Software’s traditional defensive moats are now defenseless. For decades, the “mythical man-month” law held that adding engineers to a late project made it later. On The a16z Show, Ben Horowitz argues that law is dead. With enough capital, GPUs, and data, companies can now compress two years of development into weeks.
This liquefies the advantages that once protected incumbents. Horowitz claims customer lock-in, proprietary data, and user interface complexity - the classic software moats - are eroding because AI agents can easily replicate code and navigate any UI to migrate data. The result is what he terms a “SaaSpocalypse,” where the terminal value of legacy software companies is in doubt because an AI agent, not a human, is the end user.
“For decades, the 'mythical man-month' was gospel: you couldn't hire your way to a faster product. That rule is dead. If a company is two years behind, it can now simply buy enough GPUs and data to compress that timeline into weeks.”
- Ben Horowitz, The a16z Show
The direct impact is on human roles, particularly at startups that can now automate entire development roadmaps. The shift is rapidly eliminating junior developer and QA positions, as highlighted in prior Frontier coverage of AI agents deskilling software teams.
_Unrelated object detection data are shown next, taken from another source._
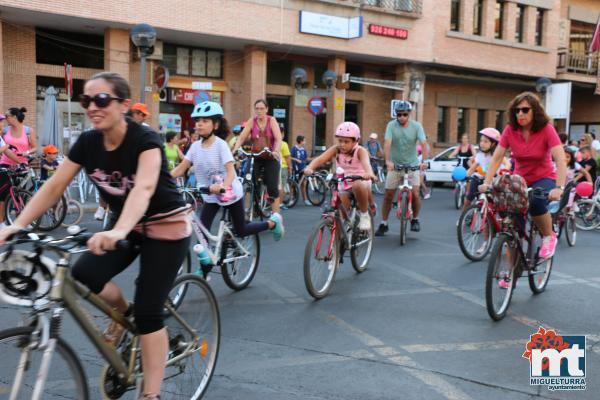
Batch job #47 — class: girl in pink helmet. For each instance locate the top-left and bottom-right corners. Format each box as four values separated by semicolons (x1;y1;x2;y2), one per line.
463;128;510;210
304;122;375;231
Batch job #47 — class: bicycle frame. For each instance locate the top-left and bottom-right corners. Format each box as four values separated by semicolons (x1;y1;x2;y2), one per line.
11;249;197;400
191;210;250;265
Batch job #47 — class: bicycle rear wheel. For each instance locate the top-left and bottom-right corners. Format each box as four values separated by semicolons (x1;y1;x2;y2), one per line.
221;231;260;290
0;326;89;400
306;175;327;207
398;192;408;246
456;204;494;261
304;218;340;300
485;234;519;321
161;274;221;400
350;215;375;273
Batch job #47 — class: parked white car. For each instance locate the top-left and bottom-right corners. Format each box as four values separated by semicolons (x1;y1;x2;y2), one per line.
425;146;477;183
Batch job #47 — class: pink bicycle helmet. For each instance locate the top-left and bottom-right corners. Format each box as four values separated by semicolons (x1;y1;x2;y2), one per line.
335;122;360;140
479;128;500;142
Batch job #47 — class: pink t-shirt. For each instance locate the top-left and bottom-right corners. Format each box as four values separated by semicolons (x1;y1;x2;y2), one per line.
500;124;562;186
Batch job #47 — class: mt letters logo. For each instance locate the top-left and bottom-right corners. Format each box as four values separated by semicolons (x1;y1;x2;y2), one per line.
523;327;586;390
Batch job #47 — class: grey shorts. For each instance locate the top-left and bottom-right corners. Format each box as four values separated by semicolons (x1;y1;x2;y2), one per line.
385;171;421;189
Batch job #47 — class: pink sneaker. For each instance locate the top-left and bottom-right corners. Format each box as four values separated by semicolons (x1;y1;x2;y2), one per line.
540;232;558;260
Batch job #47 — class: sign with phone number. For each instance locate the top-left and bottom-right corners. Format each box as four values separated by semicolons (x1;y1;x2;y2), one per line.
369;24;408;40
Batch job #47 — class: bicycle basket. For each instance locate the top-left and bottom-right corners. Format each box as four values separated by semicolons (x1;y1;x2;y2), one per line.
0;250;56;307
492;174;529;213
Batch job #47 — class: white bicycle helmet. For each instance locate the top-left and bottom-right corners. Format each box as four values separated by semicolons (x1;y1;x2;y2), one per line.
191;101;225;118
0;250;56;307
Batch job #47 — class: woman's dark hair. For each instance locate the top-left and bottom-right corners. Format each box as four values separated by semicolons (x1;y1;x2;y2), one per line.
210;117;231;140
8;107;27;123
508;92;550;132
88;72;131;99
254;99;269;108
165;131;177;143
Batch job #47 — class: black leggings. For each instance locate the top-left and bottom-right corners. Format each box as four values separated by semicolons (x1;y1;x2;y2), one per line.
200;199;269;237
72;232;190;334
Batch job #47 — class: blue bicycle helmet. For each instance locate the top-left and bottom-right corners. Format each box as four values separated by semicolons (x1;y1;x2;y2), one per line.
394;100;412;114
191;101;224;118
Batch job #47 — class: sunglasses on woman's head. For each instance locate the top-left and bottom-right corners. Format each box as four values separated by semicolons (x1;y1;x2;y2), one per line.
515;107;531;114
79;93;124;110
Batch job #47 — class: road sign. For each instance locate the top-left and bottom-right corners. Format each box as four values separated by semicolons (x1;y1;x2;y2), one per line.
306;96;325;117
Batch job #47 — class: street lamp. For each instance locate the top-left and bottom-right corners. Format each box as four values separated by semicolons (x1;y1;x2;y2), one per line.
130;24;156;103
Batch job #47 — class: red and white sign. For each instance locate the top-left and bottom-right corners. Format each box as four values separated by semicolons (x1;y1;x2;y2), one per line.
369;24;408;40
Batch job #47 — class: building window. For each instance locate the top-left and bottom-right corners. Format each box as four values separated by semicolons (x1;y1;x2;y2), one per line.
456;108;467;139
450;0;460;32
163;43;221;78
35;28;104;69
535;8;544;46
477;110;485;133
267;60;292;86
437;107;448;143
494;0;504;39
473;0;483;35
515;4;525;43
496;111;504;132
This isn't a future prediction; it’s an ongoing operational change.
While the AI sector shows vertical growth, broader market signals suggest caution. On Bankless, Michael Nadeau tracks a global liquidity peak, a process that typically takes a full year to bottom. He notes Bitcoin transaction volumes and Solana’s bonding curve revenue have collapsed to bear market levels, signaling a lack of broad buyer conviction despite sector-specific AI demand.
Horowitz sees the convergence of AI and crypto as the next necessary infrastructure layer, arguing blockchains will provide the verification needed in a world flooded with AI-generated content and autonomous agents. For now, the immediate story is the erasure of software's old rules and the human roles built on them.